Only mass-weighting really makes sense here imo

[-] Einskjaldi@lemmy.world 2 points 1 week ago

Wouldn't that be just star and not star?

[-] AeonFelis@lemmy.world 1 points 1 week ago

No - it'd mostly be dark matter vs not dark matter.

[-] Feathercrown@lemmy.world 2 points 1 week ago* (last edited 1 week ago)

I'm still on the "dark matter isn't real" train. It would be so unsatisfying if it was the answer.

[-] AeonFelis@lemmy.world 2 points 1 week ago

Dark mind is definitely real though

[-] vin@lemmynsfw.com 1 points 1 week ago

Doesn't matter, it's just the eventual temperature of a black body kept in deep space

[-] flying_sheep@lemmy.ml 3 points 1 week ago

That's purely academic.
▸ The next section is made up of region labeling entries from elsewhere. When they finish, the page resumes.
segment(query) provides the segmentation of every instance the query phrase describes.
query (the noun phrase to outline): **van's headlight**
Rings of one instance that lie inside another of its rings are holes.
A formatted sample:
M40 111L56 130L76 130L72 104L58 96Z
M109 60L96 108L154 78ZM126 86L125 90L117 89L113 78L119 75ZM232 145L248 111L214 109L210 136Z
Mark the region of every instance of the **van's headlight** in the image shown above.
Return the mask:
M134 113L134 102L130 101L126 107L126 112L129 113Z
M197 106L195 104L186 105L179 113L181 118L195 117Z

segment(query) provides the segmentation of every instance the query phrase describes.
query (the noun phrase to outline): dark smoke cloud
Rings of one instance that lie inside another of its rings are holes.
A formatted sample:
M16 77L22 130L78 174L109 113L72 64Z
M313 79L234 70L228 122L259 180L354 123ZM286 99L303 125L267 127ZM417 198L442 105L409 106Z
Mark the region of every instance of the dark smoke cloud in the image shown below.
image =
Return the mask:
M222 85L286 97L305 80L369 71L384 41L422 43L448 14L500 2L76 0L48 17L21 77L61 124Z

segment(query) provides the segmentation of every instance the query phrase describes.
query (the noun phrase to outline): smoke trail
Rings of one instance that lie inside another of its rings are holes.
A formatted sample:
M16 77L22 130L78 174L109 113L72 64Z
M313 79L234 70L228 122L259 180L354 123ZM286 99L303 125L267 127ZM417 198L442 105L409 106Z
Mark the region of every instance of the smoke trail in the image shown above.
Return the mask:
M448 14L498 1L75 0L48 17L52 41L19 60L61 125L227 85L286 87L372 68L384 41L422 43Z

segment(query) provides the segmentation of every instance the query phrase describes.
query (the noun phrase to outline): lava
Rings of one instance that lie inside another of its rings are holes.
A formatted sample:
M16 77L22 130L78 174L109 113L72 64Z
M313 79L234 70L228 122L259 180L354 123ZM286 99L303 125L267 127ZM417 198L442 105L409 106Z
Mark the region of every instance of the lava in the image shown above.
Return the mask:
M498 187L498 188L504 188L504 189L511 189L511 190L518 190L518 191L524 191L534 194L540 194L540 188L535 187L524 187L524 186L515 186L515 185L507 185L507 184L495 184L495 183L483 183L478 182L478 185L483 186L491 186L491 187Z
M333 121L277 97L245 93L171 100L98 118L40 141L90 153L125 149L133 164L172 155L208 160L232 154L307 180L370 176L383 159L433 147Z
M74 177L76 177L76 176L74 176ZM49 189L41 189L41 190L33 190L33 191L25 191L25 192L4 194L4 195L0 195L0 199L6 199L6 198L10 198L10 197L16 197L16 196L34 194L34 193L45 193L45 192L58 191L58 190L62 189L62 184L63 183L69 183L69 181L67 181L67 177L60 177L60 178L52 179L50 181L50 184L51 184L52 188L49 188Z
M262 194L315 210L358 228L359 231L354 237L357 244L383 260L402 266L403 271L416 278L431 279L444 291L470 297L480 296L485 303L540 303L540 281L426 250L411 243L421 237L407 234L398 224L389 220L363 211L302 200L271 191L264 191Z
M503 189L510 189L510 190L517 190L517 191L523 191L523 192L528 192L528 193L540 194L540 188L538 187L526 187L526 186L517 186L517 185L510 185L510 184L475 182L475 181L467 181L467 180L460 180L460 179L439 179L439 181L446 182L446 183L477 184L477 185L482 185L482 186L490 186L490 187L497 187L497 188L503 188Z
IRL what actually matters is “how big and reflective is the thing you're in”.

You'd get real hot real fast in a matte black space suit.

[-] tomiant@piefed.social 1 points 1 week ago

Well yes, because space is not actually a complete vacuum.

[-] essell@lemmy.world 6 points 1 week ago

But a thing in space is not a vacuum and is subject to heating via solar radiation

[-] MonkderVierte@lemmy.zip 3 points 1 week ago* (last edited 1 week ago)

And actually, space only gets cold (more surface radiation cooling than solar heating) a bit after Mars orbit. On earth orbit, it's already a bit toasty.

[-] Kolanaki@pawb.social 1 points 1 week ago* (last edited 1 week ago)

Yeah, that's kinda why it's cold. Cold is just an absense of heat.

[-] Feathercrown@lemmy.world 3 points 1 week ago

Cold is the absence of heat in a medium that can interact with temperature imo. It certainly wouldn't act like normal cold; if you stuck your hand out and felt the vaccuum, it wouldn't feel cold, and the heat in your hand would not flow outwards into space very much. There's no convection, only radiation. Space isn't cold, matter is cold, and there's no matter.